If your Linux server is bogged down, your first step is often to use the TOP command in terminal to check load averages and wisely so. However, there are times when TOP shows very high load averages even with low cpu ‘us’ (user) and high cpu ‘id’ (idle) percentages. This is the case in the video below, load averages are above 30 on a server with 24 cores but CPU shows around 70 percent idle. One of the common causes of this condition is disk I/O bottleneck.
Disk I/O is input/output (write/read) operations on a physical disk (or other storage). Requests which involve disk I/O can be slowed greatly if cpu(s) needs to wait on the disk to read or write data. I/O Wait, (more about that below) is the percentage of time the CPU has to wait on disk. To begin, lets looks at how we can confirm if disk I/O is slowing down application performance by using a few terminal command line tools (top, atop and iotop) on a LEMP installed dedicated server.
Using TOP command – load averages and wa (wait time)
As per the video above, when you enter top, you’ll first glance to the top-right to check load averages. Which in this case, are VERY high and thus indicate a pileup of requests. Next, we most likely will glance at the cpu and mem horizontal lines near the top, followed by the %CPU and %MEM columns to get and idea of which processes are using most resources.
While in top, you will also want to look at ‘wa’ (see video above) it should be 0.0% almost all the time. Values *consistently* above 1% may indicate that your storage device is too slow to keep up with incoming requests. Notice in the video the initial value averages around 6% wait time. However, this is averaged across 24 cores, some of which are not activated because the CPU cores are not nearing capacity on their own. So we should expand the view by pressing ‘1’ on your keyboard to view wa time for each cpu core when in use. As per the screenshot above there’s 24 cores when expanded, from 0 to 23. Once we’ve done this, we see that ‘%wa’ time is as high as 60% for some cpu cores! So we know there’s a bottleneck, a major one. Next, lets confirm this disk bottleneck. (Load averages are explained beautifully in this YouTube video by Brendan Gregg.)

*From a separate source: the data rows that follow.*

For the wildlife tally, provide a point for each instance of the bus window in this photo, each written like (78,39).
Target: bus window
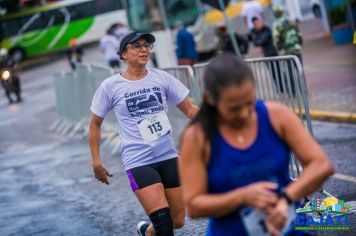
(138,16)
(10,27)
(102,6)
(144,17)
(184,11)
(31,23)
(55,17)
(81,11)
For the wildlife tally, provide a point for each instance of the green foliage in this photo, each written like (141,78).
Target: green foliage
(337,15)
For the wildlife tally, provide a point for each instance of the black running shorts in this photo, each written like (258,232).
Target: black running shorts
(164,172)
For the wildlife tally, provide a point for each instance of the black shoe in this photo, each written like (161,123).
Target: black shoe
(142,227)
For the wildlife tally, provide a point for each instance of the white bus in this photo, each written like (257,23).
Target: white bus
(49,28)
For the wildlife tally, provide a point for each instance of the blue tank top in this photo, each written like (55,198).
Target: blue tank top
(266,159)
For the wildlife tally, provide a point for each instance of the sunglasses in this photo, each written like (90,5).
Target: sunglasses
(138,46)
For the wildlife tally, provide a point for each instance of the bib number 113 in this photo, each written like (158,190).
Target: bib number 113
(155,127)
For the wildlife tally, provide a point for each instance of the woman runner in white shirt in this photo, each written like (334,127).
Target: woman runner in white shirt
(139,99)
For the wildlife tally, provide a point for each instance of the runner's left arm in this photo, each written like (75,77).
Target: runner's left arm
(188,108)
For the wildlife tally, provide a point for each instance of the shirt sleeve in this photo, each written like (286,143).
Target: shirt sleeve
(175,90)
(101,104)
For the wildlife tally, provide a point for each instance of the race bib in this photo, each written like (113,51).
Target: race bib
(255,221)
(154,127)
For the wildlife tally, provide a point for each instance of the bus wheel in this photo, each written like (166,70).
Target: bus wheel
(17,54)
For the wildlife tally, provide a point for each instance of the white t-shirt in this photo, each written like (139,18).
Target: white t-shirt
(134,102)
(109,45)
(251,9)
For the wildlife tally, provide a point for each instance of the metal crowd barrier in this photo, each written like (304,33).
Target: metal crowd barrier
(74,92)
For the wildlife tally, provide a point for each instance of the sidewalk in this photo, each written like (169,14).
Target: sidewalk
(330,73)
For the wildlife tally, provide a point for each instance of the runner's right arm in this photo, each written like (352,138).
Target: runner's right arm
(94,143)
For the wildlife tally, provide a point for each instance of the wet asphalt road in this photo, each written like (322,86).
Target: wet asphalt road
(47,186)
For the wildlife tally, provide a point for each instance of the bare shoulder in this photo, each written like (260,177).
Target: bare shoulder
(277,109)
(280,116)
(193,134)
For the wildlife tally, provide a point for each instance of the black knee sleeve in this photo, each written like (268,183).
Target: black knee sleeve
(162,222)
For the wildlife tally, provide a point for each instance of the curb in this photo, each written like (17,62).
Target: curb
(344,117)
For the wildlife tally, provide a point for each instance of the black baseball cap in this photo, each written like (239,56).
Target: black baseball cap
(133,37)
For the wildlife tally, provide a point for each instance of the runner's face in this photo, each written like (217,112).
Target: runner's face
(237,103)
(137,53)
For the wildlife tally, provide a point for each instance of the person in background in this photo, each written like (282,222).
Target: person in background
(261,36)
(251,9)
(286,35)
(119,30)
(138,97)
(109,45)
(235,155)
(74,53)
(186,51)
(225,43)
(288,41)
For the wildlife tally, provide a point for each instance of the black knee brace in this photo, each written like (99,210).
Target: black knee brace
(162,222)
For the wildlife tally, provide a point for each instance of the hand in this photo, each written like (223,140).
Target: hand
(277,217)
(101,173)
(261,196)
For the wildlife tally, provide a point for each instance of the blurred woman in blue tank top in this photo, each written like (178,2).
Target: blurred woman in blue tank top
(235,156)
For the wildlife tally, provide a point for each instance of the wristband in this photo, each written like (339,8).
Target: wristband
(284,195)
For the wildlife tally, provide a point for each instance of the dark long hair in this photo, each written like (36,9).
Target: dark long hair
(221,72)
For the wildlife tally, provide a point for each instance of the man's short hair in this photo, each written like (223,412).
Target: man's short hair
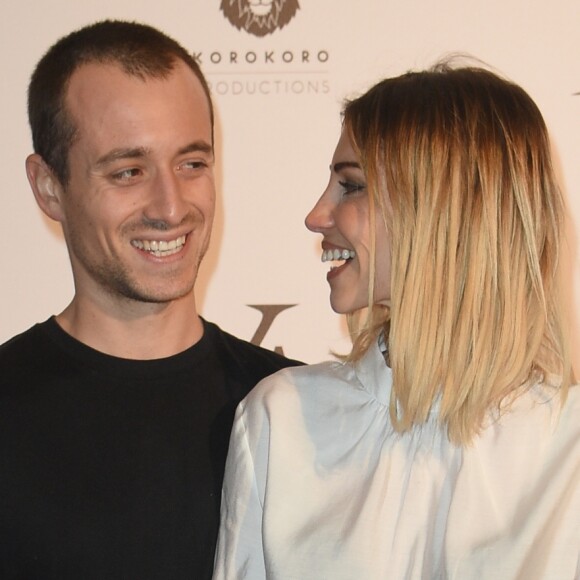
(139,50)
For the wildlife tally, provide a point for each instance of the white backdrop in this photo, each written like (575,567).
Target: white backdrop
(278,99)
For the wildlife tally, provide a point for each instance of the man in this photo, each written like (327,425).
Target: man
(115,415)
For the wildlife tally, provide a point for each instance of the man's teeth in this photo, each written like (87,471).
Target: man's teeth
(331,255)
(160,248)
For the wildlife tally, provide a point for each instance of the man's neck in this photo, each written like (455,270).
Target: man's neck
(138,331)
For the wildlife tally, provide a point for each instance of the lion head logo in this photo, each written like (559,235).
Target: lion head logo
(259,17)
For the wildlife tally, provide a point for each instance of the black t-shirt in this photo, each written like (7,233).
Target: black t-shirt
(112,468)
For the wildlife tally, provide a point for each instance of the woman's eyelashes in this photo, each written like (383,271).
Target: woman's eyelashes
(350,187)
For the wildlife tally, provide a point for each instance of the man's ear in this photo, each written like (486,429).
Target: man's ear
(46,187)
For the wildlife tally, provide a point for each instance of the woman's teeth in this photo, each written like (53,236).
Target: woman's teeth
(331,255)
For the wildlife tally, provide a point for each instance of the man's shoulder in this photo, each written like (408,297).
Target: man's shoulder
(245,354)
(21,345)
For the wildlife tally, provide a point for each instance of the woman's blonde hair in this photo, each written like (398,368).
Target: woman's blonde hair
(475,219)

Using ATOP command to monitor DSK (disk) I/O stats
Using atop, next, we see that the storage device is 90 to 100 percent busy. This is a serious bottleneck. The effect being that requests are blocked until disk I/O can catch up. While in atop press ‘d” to view the processes and PIDs which are using disk I/O. Here we see MySQL, Nginx and PHP-FPM which are necessary processes and I would have to write another article about reducing disk I/O on high traffic L*MP servers. In short, be careful that Nginx (or Apache), MySQL and PHP-FPM’s access and error logs are not setup to write too frequently to disk and you want to also avoid storing cache (eg. Nginx cache) to disk in very high concurrent traffic environments. In addition to LEMP services, notice also ‘flush-8:0’ (traced to be PHP cache issue) and jbd2/sda5-8 (traced to be access/kernel logs) along with their PIDs.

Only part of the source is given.